New figures show that the US economy grew in the third quarter of this year for the first time in a year as consumer spending and investment in new home-building rebounded. The figures unofficially ended the worst US recession in 70 years.
The Commerce Department, in its first estimate, said the economy grew at a 3.5% annual rate, the fastest pace since the third quarter of 2007, after contracting 0.7% in the April-June period.
The growth pace was above market expectations for a 3.3% rate. The economy last grew in the second quarter of 2008.
Recessions in the US are dated by the National Bureau of Economic Research and the private-sector group often takes months to make determinations. The economy slipped into recession at the end of 2007 and has been in the worst downturn since the Great Depression of the 1930s.

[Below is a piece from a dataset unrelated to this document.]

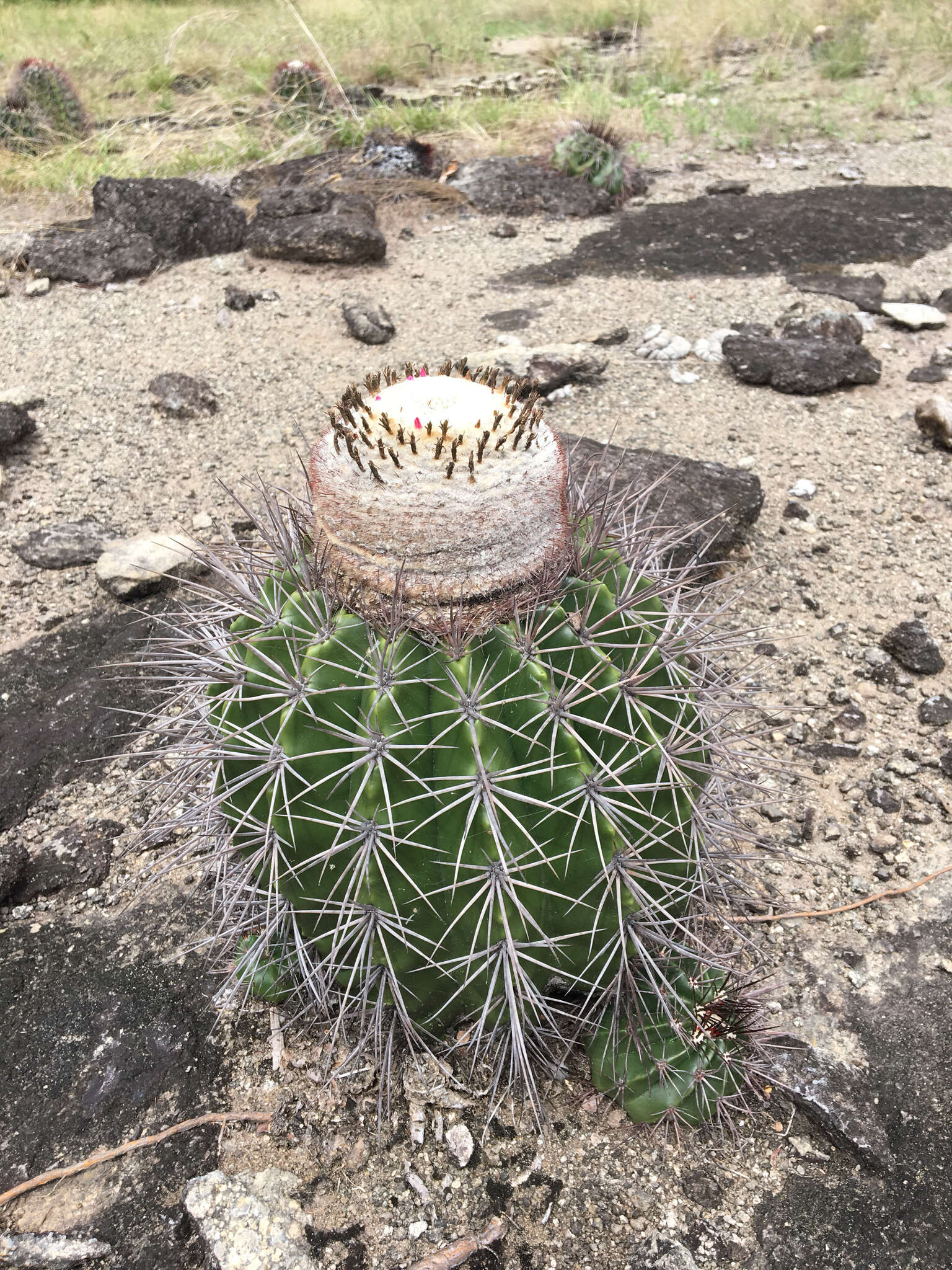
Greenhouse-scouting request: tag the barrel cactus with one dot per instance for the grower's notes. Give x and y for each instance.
(451, 735)
(299, 83)
(597, 154)
(42, 103)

US President Barack Obama said the figures showing a return to growth meant the recession was abating, but he warned that a long road to full economic recovery lay ahead. US Treasury Secretary Timothy Geithner also said the recesssion remained 'alive and acute' for people out of work and small businesses facing a credit crunch.
Spending and home-building boost economy
A breakdown of the growth figures showed that the Q3 recovery was generally broad-based, with solid gains in consumer spending, exports and investment in home-building.
Consumer spending, which accounts for over two-thirds of US economic activity, surged at a 3.4% rate in the third quarter, the fastest pace since the first quarter of 2007. Residential investment, which was the main force behind the downturn, jumped at a 23.4% annual rate in the third quarter, contributing to GDP for the first time since 2005, after declining 23.3% in the April-June period.
The surge in consumer spending and residential investment was likely to have been driven by government stimulus programmes.
The economic recovery in the third quarter was also supported by a sharp moderation n the pace of inventory liquidation by business. Business inventories fell $130.8 billion, slowing from a record $160.2 billion plunge in the second quarter.
Analysts are hoping that the slowdown in the inventory decline by businesses will continue to support the economy in the fourth quarter.
The weak dollar boosted exports, but a rise in imports subtracted from real GDP during the quarter. Federal government spending contributed to growth, but both state and local governments were a drag. Business investment fell at a 2.5% pace, with investment in non-residential building dropping 9%, a reflection of ongoing problems in the commercial property market.